Can You Pump Into The Same Bottle All Day? The Answer, According To A Lactation Consultant


When you're making the choice to breastfeed (either exclusively or combined with formula-feeding), every drop of milk you produce is precious. Particularly for moms who pump between feedings or at work, it's important to know how to care for expressed milk. For example, can you pump into the same bottle all day? Or do you have to use separate bottles each time you pump? After spending so much time squeezing a manual pump or being attached to an electric one, you do not want to have to toss the whole batch because it's not safe to feed to your baby.

Thankfully, nursing moms don't have to keep a dozen bottles handy every time they want to make a take-out meal for their baby. As New York-based certified lactation consultant Jane Weiser, Ed.D., RN, IBCLC, RLC, explains to Romper, it's safe to add new expressed milk to an existing batch — as long as you know how to do it correctly. "I provide patients with evidence-based information on collection, storage, and handling of breast milk," she says. She stands by the recommendations of the Centers for Disease Control (CDC) and the Academy of Breastfeeding Medicine (ABM).

It can be discouraging to pump just an ounce or two of milk at a time, but it's actually not an unusual situation, particularly for mothers who use manual pumps rather than electric ones. So it seems only logical to combine the milk from several pumping sessions to make one or two larger portions for baby's next feed.

The main issue here is the temperature of the milk. Freshly expressed breast milk can be left at room temperature for up to 4 hours, according to the ABM and CDC. So if you plan to pump twice within that time period, you can store the bottle on the countertop between sessions and pump into it again. Then feed it directly to the baby, or refrigerate or freeze it for a later feeding.
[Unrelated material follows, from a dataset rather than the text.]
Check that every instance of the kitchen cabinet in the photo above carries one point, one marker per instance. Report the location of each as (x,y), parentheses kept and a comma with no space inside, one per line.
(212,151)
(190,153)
Things get more complicated if you put your bottle into the fridge after the first pumping. The ABM warned against adding newly pumped breast milk to previously chilled milk; this warms up the cold milk and invites the growth of bacteria. To combine the portions, you'll need to pump into a new bottle, then refrigerate it and mix it with the older milk when it's cold enough. Refrigerated milk can be safely used within a 4-day period; depending on your baby's preferences, you can feed directly from the fridge, or warm it up in lukewarm (not hot) water.


Same goes for milk that you've already stored in the freezer after pumping. If you want to add fresh milk to a frozen batch, the safest approach is to thaw the frozen milk by refrigerating it or putting it in a warm-water bath, then pouring in the new milk once the frozen milk is at room temperature. Again, you'll need to pump the fresh milk into a new bottle, so you can't use the frozen milk bag or container for another pumping session. The CDC guidelines cautioned that moms should never refreeze breast milk that has already been thawed.

If your baby doesn't finish a bottle of breast milk — whether it's a totally fresh batch, or a mixture of milk from separate pumping sessions — it's okay to serve the leftover milk again within two hours after the last feed. But if it's been more than two hours, dump it; the risk of contamination from the baby's mouth and the milk itself isn't worth it, per the ABM.

No matter how you choose to pump, store, and feed, it's important to make sure your pump and accessories are cleaned between uses. The CDC recommended washing pump parts in "a clean basin with soap and water" rather than in a sink, which could invite contamination. Sanitizing the feeding items with boiling water, in the microwave, or in the dishwasher will also ensure the pump is clean between uses.